Immediately, the following words began to flow from my pen: In early July my husband John and I set off for Williams Lake, promising Gypsy that friends would visit her. Not convinced, she sat on her cat tower with her back to us as we left! Stop one soon followed as we collected my golf clubs from Lacarya Golf Course in Blackpool. “We’re on our way,” I messaged B.F.F. Joan.
Only one farm in Little Fort had cut part of its hay field and we expressed sorrow at the difficulties that ranchers were having. This included the family whose Wedding Reception #3 we would attend on Saturday. After slowing to a crawl at the top of the 10-kilometre long hill on Highway 24 owing to thick fog, the next 150 kilometres were uneventful — until we were nearing 150 Mile on Highway 97.

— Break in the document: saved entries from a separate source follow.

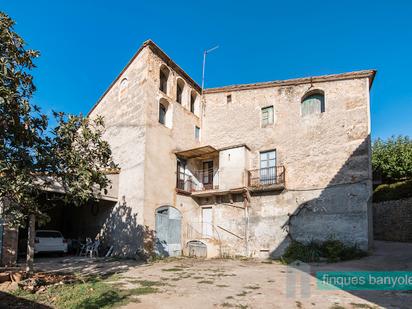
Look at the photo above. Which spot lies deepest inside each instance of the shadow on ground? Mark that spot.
(10, 301)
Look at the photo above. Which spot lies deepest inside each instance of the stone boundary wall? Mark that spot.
(392, 220)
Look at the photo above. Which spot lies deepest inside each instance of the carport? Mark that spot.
(76, 223)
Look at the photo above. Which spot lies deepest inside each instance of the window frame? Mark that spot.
(180, 84)
(270, 120)
(197, 133)
(193, 98)
(313, 94)
(164, 109)
(164, 74)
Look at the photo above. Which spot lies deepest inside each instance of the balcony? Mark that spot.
(198, 180)
(265, 179)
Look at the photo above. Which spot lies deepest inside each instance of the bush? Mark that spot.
(299, 251)
(393, 191)
(332, 250)
(392, 158)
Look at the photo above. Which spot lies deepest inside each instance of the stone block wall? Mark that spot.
(9, 246)
(392, 220)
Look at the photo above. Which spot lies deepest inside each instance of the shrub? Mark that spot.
(299, 251)
(393, 191)
(332, 250)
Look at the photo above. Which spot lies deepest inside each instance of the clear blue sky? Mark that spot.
(85, 44)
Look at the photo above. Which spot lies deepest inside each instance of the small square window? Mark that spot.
(229, 98)
(267, 116)
(197, 133)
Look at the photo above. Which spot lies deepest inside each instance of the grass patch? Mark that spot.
(252, 287)
(206, 282)
(173, 269)
(336, 306)
(94, 293)
(147, 283)
(355, 305)
(332, 250)
(393, 191)
(267, 262)
(142, 290)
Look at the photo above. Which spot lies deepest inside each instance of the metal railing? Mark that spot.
(198, 180)
(266, 176)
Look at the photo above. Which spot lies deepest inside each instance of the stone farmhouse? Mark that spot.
(234, 170)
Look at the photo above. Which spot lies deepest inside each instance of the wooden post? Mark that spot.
(30, 243)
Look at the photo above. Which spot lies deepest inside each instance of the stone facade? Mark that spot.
(324, 190)
(392, 220)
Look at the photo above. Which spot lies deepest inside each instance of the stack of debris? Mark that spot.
(36, 282)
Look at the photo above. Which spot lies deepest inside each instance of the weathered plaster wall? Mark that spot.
(233, 166)
(162, 142)
(325, 150)
(392, 220)
(124, 110)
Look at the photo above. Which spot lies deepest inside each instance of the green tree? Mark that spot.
(72, 156)
(392, 158)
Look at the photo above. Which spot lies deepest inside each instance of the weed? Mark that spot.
(336, 306)
(173, 269)
(92, 293)
(143, 290)
(355, 305)
(206, 282)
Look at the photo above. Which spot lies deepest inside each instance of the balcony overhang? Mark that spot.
(50, 184)
(197, 152)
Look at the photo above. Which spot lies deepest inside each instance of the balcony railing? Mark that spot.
(199, 180)
(267, 176)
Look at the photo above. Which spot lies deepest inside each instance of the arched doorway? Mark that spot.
(168, 231)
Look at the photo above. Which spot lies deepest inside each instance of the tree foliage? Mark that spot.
(392, 158)
(73, 156)
(23, 143)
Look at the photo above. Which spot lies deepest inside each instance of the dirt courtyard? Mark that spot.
(188, 283)
(236, 283)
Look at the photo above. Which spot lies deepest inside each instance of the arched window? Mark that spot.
(179, 90)
(193, 101)
(165, 113)
(162, 113)
(163, 76)
(123, 88)
(313, 102)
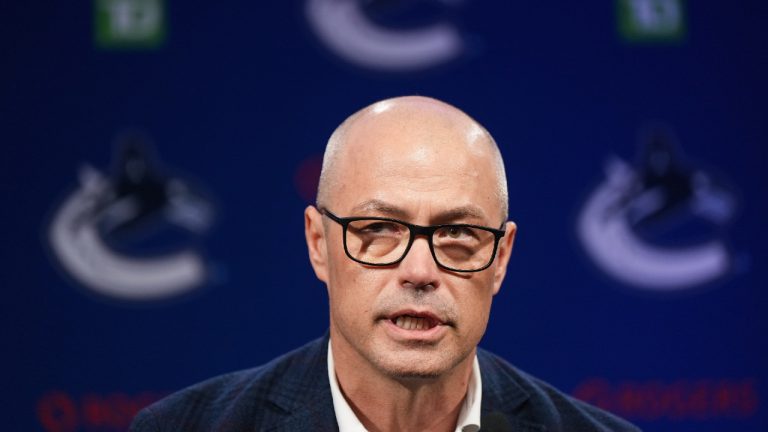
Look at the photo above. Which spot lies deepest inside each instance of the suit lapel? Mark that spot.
(502, 394)
(304, 394)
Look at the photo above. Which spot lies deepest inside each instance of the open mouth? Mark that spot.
(415, 322)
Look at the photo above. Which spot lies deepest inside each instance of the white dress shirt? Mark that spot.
(469, 416)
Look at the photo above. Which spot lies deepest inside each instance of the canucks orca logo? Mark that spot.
(631, 224)
(345, 28)
(95, 231)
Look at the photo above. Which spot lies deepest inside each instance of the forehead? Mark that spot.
(434, 157)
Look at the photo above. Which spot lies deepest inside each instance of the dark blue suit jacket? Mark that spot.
(292, 393)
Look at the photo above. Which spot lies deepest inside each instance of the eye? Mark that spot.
(458, 232)
(377, 227)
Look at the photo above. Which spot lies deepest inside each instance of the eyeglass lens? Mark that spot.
(384, 242)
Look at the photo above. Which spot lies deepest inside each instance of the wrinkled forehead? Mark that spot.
(419, 134)
(415, 149)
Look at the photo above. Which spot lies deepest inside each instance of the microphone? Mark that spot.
(495, 421)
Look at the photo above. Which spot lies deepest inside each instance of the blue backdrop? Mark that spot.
(158, 155)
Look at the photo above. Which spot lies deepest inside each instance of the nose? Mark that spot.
(418, 270)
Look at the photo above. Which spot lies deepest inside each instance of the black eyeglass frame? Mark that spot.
(415, 230)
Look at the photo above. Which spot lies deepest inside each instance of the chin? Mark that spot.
(416, 365)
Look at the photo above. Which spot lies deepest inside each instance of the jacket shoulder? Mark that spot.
(237, 400)
(534, 401)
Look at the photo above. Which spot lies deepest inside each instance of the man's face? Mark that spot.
(412, 319)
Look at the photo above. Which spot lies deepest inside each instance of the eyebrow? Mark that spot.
(469, 211)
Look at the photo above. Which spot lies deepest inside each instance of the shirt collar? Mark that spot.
(469, 416)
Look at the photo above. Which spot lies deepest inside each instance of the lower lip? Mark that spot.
(430, 335)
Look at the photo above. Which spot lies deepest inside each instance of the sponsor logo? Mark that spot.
(347, 28)
(680, 399)
(61, 411)
(658, 226)
(111, 234)
(129, 23)
(651, 20)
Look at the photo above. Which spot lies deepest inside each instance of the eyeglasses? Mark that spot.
(379, 241)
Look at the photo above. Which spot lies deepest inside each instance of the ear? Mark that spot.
(502, 256)
(315, 236)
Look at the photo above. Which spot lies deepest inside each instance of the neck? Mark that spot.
(385, 403)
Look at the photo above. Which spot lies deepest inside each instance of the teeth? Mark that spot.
(412, 323)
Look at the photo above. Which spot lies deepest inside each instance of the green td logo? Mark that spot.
(129, 23)
(651, 20)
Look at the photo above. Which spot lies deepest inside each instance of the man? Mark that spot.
(411, 239)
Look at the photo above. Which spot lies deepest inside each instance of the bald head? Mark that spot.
(411, 136)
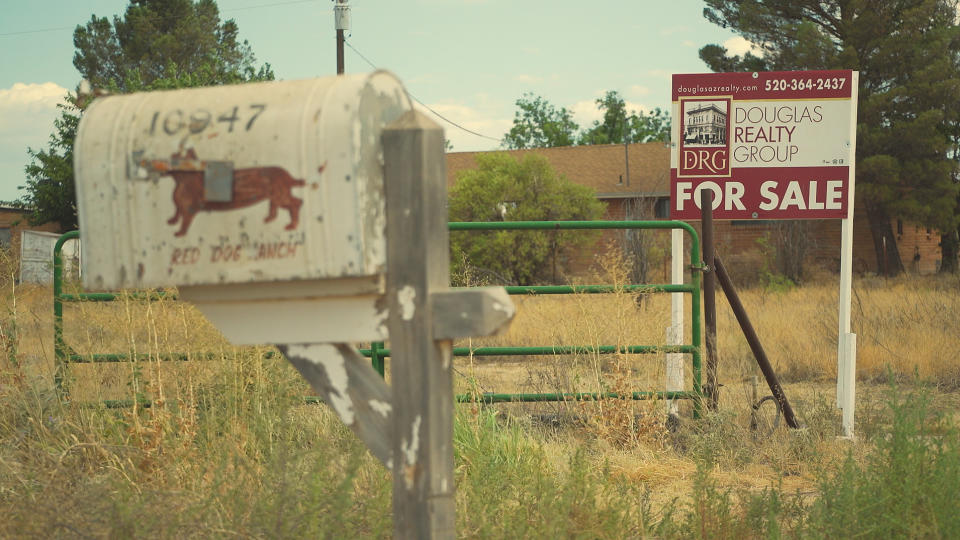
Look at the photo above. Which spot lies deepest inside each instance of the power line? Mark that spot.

We were between a pilot car and a tractor trailer whose huge load was half a modular home covering the full lane. Fortunately, he stayed well back for suddenly a deer popped up onto the far lane. Narrowly missed by a truck coming towards it, the deer continued to cross unsteadily in front of us. I tromped on the brake pedal and thanked the makers of our Toyota Rav for brakes that brought us to a smooth stop in a remarkably short distance. What a scary close call!
Pleasant activities filled our days, but thanks to the weather, golfing kept being delayed. When shopping, we noticed how each store had its own system to encourage social distancing, masks or not, gloves essential for bulk foods.

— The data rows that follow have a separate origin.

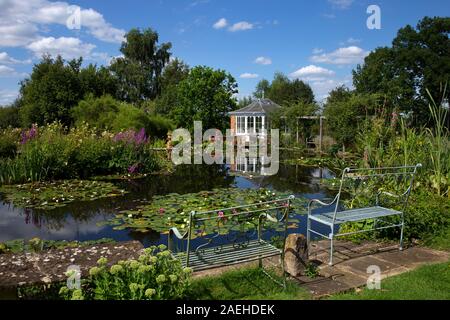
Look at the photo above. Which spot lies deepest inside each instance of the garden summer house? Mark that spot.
(253, 119)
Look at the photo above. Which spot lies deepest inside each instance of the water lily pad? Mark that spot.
(172, 210)
(51, 195)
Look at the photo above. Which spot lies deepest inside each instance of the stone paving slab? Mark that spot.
(51, 266)
(352, 261)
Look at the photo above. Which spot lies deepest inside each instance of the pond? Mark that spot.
(83, 220)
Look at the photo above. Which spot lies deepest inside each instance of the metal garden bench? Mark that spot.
(231, 235)
(334, 216)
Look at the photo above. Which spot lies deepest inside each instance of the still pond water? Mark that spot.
(80, 221)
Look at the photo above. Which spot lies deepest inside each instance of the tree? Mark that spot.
(346, 111)
(284, 91)
(9, 117)
(139, 70)
(205, 95)
(51, 91)
(262, 88)
(419, 59)
(173, 74)
(55, 87)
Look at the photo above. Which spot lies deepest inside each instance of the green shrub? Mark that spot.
(156, 275)
(53, 153)
(8, 143)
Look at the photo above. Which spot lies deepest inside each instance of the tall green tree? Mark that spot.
(55, 87)
(175, 72)
(205, 95)
(419, 59)
(140, 68)
(285, 91)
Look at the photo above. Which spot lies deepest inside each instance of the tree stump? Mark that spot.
(295, 254)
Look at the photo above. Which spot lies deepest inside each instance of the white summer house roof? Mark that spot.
(257, 107)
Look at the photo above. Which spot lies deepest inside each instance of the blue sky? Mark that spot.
(319, 41)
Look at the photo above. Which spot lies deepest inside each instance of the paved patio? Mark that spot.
(351, 261)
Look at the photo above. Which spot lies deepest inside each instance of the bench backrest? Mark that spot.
(216, 223)
(364, 174)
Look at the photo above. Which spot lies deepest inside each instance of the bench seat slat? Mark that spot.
(208, 258)
(354, 215)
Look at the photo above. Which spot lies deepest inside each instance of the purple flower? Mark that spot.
(132, 137)
(133, 168)
(29, 134)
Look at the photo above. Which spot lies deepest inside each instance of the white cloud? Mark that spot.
(317, 50)
(312, 73)
(7, 96)
(241, 26)
(6, 71)
(342, 56)
(263, 60)
(249, 75)
(21, 21)
(5, 58)
(10, 72)
(68, 48)
(341, 4)
(220, 24)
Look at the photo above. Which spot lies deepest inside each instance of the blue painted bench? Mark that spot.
(333, 215)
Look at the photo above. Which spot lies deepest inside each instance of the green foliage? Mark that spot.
(98, 112)
(429, 282)
(175, 72)
(55, 87)
(284, 91)
(419, 58)
(312, 271)
(139, 70)
(8, 143)
(51, 195)
(156, 275)
(287, 118)
(172, 210)
(205, 95)
(9, 117)
(346, 112)
(245, 284)
(37, 245)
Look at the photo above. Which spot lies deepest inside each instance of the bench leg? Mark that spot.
(308, 236)
(401, 236)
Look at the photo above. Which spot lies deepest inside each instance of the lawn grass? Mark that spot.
(429, 282)
(244, 284)
(439, 241)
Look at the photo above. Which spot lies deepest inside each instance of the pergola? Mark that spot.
(320, 118)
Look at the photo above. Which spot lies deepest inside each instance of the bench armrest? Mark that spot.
(322, 203)
(177, 233)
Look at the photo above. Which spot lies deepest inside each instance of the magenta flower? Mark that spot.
(29, 134)
(133, 168)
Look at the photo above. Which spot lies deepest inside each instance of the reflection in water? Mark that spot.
(83, 220)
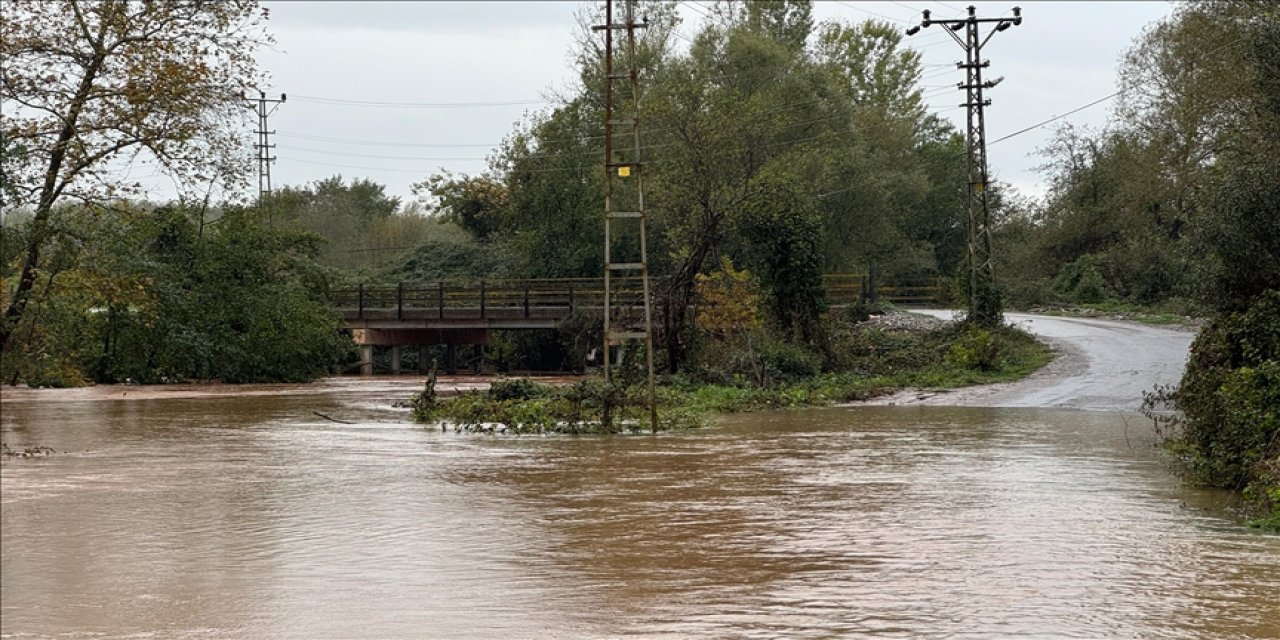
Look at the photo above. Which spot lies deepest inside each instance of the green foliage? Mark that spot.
(1082, 282)
(786, 361)
(1229, 398)
(516, 389)
(159, 296)
(589, 407)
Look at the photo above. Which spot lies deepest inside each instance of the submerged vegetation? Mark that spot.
(863, 361)
(777, 149)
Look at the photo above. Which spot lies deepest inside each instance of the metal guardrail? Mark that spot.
(531, 298)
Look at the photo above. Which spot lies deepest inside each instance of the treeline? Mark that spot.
(1173, 202)
(787, 147)
(1176, 205)
(154, 295)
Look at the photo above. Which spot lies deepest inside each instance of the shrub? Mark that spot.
(976, 348)
(517, 389)
(1230, 403)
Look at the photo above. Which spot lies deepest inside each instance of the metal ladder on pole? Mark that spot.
(624, 201)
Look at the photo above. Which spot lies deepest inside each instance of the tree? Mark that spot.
(86, 83)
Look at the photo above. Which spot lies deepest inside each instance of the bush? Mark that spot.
(517, 389)
(786, 361)
(976, 348)
(1230, 402)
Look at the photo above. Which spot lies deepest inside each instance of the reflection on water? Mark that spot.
(251, 517)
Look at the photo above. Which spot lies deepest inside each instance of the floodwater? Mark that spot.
(250, 516)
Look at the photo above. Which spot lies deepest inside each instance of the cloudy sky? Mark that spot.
(397, 91)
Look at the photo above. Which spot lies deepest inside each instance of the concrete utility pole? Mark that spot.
(624, 197)
(984, 304)
(264, 140)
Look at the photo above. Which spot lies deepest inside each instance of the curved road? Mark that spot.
(1101, 365)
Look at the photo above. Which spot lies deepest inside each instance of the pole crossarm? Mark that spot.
(983, 296)
(624, 199)
(264, 108)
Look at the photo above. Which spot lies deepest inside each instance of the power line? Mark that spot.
(338, 101)
(1019, 132)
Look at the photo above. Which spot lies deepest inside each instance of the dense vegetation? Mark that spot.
(1193, 167)
(867, 361)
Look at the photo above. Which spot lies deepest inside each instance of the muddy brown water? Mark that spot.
(245, 515)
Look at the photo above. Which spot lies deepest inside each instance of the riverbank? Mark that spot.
(885, 355)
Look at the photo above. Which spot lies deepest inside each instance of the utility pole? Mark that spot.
(984, 304)
(624, 199)
(264, 138)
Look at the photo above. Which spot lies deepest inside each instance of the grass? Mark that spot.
(1165, 314)
(864, 362)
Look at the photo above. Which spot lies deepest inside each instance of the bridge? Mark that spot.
(465, 312)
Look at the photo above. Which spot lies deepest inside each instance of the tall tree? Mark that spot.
(88, 83)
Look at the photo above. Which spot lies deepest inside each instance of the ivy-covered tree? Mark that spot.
(86, 83)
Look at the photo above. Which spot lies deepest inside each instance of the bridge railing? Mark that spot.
(543, 298)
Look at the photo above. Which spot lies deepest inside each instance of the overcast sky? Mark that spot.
(416, 62)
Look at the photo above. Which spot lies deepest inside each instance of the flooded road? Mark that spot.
(247, 516)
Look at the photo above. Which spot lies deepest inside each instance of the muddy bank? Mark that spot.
(398, 387)
(1100, 365)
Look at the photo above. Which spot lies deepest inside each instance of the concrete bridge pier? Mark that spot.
(396, 338)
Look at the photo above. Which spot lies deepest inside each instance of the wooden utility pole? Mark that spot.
(984, 304)
(624, 197)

Now I’ll explain the earlier reference to Wedding Reception #3. First came the actual wedding in Prince George, but with “less than 50” being the rule, only family and closest friends attended, in its outdoor, lakeside setting.
A week later, other Prince George friends attended an indoor reception there. Our event came a week after that one, and was held in the spacious shop at the groom’s parents’ ranch at Big Lake, for more Williams Lake friends. Here, safe from threatening raindrops, was the bride in her splendid gown for its third airing!

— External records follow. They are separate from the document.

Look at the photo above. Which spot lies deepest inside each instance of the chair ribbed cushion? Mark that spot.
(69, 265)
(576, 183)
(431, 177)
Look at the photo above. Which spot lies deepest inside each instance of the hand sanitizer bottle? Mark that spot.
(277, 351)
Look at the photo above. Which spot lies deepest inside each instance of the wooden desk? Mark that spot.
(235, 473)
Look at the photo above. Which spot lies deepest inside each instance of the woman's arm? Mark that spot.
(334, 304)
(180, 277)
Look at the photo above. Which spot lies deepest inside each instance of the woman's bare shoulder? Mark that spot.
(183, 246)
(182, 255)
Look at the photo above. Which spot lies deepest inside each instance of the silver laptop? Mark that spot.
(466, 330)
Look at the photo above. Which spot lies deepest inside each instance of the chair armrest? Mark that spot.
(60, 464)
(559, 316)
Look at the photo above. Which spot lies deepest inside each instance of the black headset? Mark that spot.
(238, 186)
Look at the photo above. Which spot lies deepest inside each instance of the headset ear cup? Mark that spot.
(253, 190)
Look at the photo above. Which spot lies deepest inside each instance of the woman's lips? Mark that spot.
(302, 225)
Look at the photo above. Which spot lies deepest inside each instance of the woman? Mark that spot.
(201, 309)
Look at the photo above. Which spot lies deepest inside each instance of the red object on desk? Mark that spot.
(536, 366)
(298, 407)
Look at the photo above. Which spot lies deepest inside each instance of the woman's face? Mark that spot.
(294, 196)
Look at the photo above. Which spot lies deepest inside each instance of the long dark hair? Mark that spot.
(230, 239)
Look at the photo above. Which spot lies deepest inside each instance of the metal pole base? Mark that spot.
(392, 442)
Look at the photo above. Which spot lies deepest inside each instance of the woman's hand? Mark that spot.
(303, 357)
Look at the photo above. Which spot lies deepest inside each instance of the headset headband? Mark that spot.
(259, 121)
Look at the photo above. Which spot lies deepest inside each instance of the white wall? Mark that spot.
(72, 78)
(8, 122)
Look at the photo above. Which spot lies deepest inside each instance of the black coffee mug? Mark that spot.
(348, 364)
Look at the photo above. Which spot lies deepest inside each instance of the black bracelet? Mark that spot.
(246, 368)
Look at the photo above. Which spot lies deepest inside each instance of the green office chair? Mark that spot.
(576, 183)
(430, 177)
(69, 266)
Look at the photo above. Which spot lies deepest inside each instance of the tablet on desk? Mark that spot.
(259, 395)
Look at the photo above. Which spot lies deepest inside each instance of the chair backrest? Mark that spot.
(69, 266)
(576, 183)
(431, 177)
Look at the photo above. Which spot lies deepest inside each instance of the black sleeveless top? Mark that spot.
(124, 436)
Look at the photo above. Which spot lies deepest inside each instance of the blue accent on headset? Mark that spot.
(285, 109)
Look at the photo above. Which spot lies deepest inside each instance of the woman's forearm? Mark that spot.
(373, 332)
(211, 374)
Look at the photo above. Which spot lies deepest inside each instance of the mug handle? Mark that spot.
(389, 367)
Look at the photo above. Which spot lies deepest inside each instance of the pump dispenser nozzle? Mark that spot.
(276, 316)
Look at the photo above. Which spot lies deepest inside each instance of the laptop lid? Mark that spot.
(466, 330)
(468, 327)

Wedding decorations and photos, now transforming that workshop into a pretty hall, had also already been used twice. In a video of the wedding ceremony, we could hear the rain pouring down. “We were drenched!” grandma Joan had told us. With perfect timing, the answer to the question, “If anyone knows any reason this couple should not be married, speak now or — ” was a loud clap of thunder!
Sunday reintroduced us to blue sky and sunshine. Much chatter and laughter accompanied our morning coffee, make that brunch, provided by my sister in Quesnel. Reluctantly I had decided not to visit other friends in that city, my first home in B.C., so we next drove to Richbar Golf Club and Nursery.
“Oh no!” Joan exclaimed upon noticing that no power carts were in sight.
“Although today is clear, the course is too wet and soft from so much rain we simply cannot risk having ruts,” explained the friendly lass. “We can’t even make exceptions for disabled customers.”
Goodbye to the hope that John would drive still-recuperating me around that most attractive site so Joan and I could both play. We consoled ourselves by eating wings at Wings!
Monday, our final full day, saw almost blue skies, so our golf clubs were put to good use at last on the Williams Lake course. The power cart took Joan and I up hill and down dale as we chased that wily ball over 18 challenging holes. For some strange reason we like doing that!
John and I saw more wildlife on the way home, with no dramatics this time. Taking the rural route past the west end of Horse Lake, a mama deer was running (safely) towards us, wee one still in spots, behind her. When I slowed down, it stopped and stared at us inquisitively. John wouldn’t let me kidnap this cutie, so away we went, leaving the fawn to catch up to its mother.
We’d seen a female moose in fading daylight upon our return from Wedding Reception #3, and on Highway 24 we saw its counterpart. Crossing slowly in front of us, this huge male gave us plenty of time to inspect its wide antlers.
P.S., with three minutes of scribble time left after writing the above draft of my potential Trekking Tale, I had just enough time to think of a title before the sharing and discussion of our efforts to “Silent Write” began.